El problema de John el Rojo

En muchas ocasiones hemos discutido el peso de las expectativas sobre el disfrute de una serie. Si ves "United States of Tara" esperando una sitcom, te llevas un buen varapalo, y si te acercas a "Fringe" esperando algo más serializado en la línea de "Perdidos", te quedas bastante frío. A veces, la presentación de la serie puede llevarnos a engaño. El piloto de "El mentalista" nos presenta a Patrick Jane, su protagonista, ineludiblemente unido a Red John, o John el Rojo, el asesino en serie que mata a su mujer y a su hija y lo obliga a dejar su trabajo como "vidente" televisivo. Jane empieza a poner sus grandes dotes de observación y deducción al servicio del CBI para estar más cerca de la investigación de los crímenes de Red John, y su implicación personal es tan grande, que los capítulos que lidian con esa trama son, a la fuerza, más intensos e interesantes que los demás.

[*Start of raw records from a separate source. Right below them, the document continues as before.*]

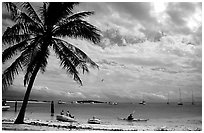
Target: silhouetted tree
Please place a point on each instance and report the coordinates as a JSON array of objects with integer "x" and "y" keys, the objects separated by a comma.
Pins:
[{"x": 34, "y": 33}]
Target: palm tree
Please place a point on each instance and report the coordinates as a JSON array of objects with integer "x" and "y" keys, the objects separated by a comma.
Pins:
[{"x": 34, "y": 33}]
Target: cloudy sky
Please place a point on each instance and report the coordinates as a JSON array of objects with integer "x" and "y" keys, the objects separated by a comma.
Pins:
[{"x": 147, "y": 49}]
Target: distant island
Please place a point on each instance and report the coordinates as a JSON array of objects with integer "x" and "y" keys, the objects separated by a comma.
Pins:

Sin embargo, aunque para Jane atrapar al psicópata es capital, para la serie es un motivo recurrente mucho menos importante. Al fin y al cabo, es una trama para la duración de toda la serie, y no para sólo una o dos temporadas. La identidad de Red John no se conocerá hasta el último episodio, igual dentro de seis temporadas, por lo que su caza sólo aparece de vez en cuando, en unos episodios que, por ser tan inusuales, adquieren categoría de especiales y se suelen reservar para el principio y el final de temporada y para algún momento concreto entre medias, como los sweeps. Mientras tanto, la línea general de "El mentalista" es de una serie detectivesca en la que la estructura de los casos y la figura de Jane la emparentan no sólo con las historias de Sherlock Holmes, sino también con las de Hercule Poirot, Auguste Dupin, Lord Peter Wimsey y cualquier otro detective aficionado, con dinero y gran inteligencia, que ayuda a la policía a resolver casos que ellos solos no son capaces de desentrañar.

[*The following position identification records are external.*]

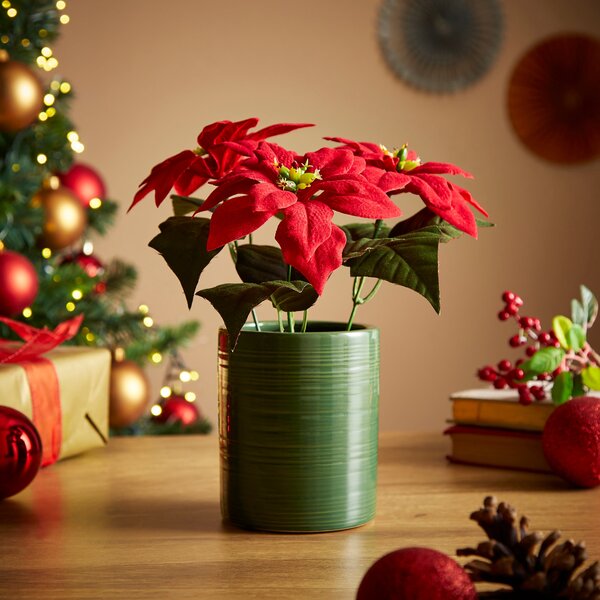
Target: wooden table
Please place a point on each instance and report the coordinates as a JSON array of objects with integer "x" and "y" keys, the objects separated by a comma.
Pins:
[{"x": 140, "y": 519}]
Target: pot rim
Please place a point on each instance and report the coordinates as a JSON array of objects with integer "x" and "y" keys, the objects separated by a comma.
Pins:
[{"x": 340, "y": 329}]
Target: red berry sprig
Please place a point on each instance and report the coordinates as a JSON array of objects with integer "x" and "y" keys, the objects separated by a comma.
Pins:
[{"x": 530, "y": 337}]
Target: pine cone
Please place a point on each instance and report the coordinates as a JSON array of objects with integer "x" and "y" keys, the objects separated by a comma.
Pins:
[{"x": 534, "y": 566}]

Con ese esquema y esa herencia, no es raro que los agentes del CBI vayan casi siempre por detrás de las maquinaciones de Jane, que se ha aficionado a montar algún pequeño engaño al final para atrapar al asesino. Lisbon es algo así como la Lestrade del Holmes de Jane, y el resto de policías bailan siempre al compás que éste marca. La fórmula chirría en unos secundarios que, aunque parecía que iban a estar más desarrollados, se han quedado en apenas unos espejos sobre los que Jane lanza sus pensamientos, y en unos casos que, últimamente, son bastante ligeros y fáciles de adivinar. Sin embargo, no es John el Rojo (o la falta de más apariciones suyas) el problema que puede tener "El mentalista". No es un serial sobre la investigación de los crímenes de este asesino en serie, sino una colección de historias breves protagonizadas por un peculiar detective. Jane sigue siendo un personaje interesante. Sólo necesita investigar casos más a su altura.

Música de la semana: "Parenthood" ha recuperado los títulos de crédito que antes tanto se llevaban, sobre todo en estos dramas familiares. Aunque utiliza de sintonía "Forever young" de Bob Dylan, esta semana vamos a quedarnos con otra que sonó en el último capítulo emitido, "Shine on", de los ingleses The Kooks.